### Imports

In [4]:
import re
from pathlib import Path
from tqdm import tqdm

### Directories

In [5]:
raw_dir = Path("../data/raw")
cleaned_dir = Path("../data/cleaned")
cleaned_dir.mkdir(parents=True, exist_ok=True)

### Text Cleaning

In [6]:
# iterate through each raw text file in ../data/raw
for file_path in tqdm(sorted(raw_dir.glob("*_raw.txt")), desc="Cleaning Text Files"):
    lang = file_path.stem.replace("_raw", "")
    cleaned_path = cleaned_dir / f"{lang}_cleaned.txt"

    # read raw text
    with open(file_path, "r", encoding="utf-8") as f:
        text = f.read()

    # step 1: convert all to lowercase
    text = text.lower()

    # step 2: remove numbers
    # note: we can do this naively and not worry about whether this removes numbers other 
    # than verse numbers, such as numbers incorporated in the verses itself because
    # the main goal is to clean the text for language similarity analysis wherein
    # we will use ngrams and such, so we don't want numbers at all
    text = re.sub(r"\d+", " ", text)

    # step 3: remove punctuation and special characters
    text = re.sub(r"[^a-z\s]", " ", text)

    # step 4: normalize whitespace
    # note: in the processing of the raw text, we already do this but just to be sure
    # we run it again here
    text = re.sub(r"\s+", " ", text).strip()

    # write the cleaned file to ../data/cleaned
    with open(cleaned_path, "w", encoding="utf-8") as f:
        f.write(text)

    # summary
    word_count = len(text.split())
    print(f"{lang:<12} → {word_count:>8,} cleaned words")

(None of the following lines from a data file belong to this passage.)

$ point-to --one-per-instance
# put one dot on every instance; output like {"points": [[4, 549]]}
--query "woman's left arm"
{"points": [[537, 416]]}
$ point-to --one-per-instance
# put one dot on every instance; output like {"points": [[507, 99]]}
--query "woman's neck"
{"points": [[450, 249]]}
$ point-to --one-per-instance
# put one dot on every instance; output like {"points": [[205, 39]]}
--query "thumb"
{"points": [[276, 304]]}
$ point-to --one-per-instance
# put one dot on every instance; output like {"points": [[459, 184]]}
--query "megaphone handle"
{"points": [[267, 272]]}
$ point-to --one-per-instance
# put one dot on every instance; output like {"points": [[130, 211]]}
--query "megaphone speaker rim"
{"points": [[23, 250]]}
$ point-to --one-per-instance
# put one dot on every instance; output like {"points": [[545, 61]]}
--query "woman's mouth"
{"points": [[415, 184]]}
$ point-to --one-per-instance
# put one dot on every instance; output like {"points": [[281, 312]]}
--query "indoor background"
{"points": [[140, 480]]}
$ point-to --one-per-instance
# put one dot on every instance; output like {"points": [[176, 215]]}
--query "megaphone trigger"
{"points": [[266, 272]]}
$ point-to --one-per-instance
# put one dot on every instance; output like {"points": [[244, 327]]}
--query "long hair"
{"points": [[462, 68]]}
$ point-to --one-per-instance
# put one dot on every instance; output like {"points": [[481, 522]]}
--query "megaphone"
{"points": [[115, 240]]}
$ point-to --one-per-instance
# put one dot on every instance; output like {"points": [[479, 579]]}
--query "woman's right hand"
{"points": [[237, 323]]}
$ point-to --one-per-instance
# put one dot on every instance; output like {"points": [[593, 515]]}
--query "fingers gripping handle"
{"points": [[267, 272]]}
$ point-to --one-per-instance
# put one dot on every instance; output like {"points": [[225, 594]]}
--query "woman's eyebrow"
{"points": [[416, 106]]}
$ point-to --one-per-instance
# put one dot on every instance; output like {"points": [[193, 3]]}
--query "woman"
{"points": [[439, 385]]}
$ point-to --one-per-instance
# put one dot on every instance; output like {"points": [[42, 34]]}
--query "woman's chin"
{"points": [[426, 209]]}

print("\nCleaning complete. Files saved in '../data/cleaned/'.")

Cleaning Text Files:  19%|█▉        | 3/16 [00:00<00:01, 11.71it/s]

adasen       →   93,399 cleaned words
bikolano     →   62,269 cleaned words
cebuano      →   67,364 cleaned words
chavacano    →   94,664 cleaned words


Cleaning Text Files:  44%|████▍     | 7/16 [00:00<00:00, 13.69it/s]

english      →   64,130 cleaned words
ilokano      →   57,114 cleaned words
ilonggo      →   73,302 cleaned words
kinaray-a    →   76,518 cleaned words


Cleaning Text Files:  69%|██████▉   | 11/16 [00:00<00:00, 15.20it/s]

masbatenyo   →   70,459 cleaned words
paranan      →   79,391 cleaned words
romblomanon  →   74,130 cleaned words
spanish      →   63,962 cleaned words


Cleaning Text Files:  94%|█████████▍| 15/16 [00:01<00:00, 15.17it/s]

tagalog      →   66,053 cleaned words
tausug       →   93,645 cleaned words
waray        →   70,613 cleaned words
yami         →   83,153 cleaned words


Cleaning Text Files: 100%|██████████| 16/16 [00:01<00:00, 14.28it/s]


Cleaning complete. Files saved in '../data/cleaned/'.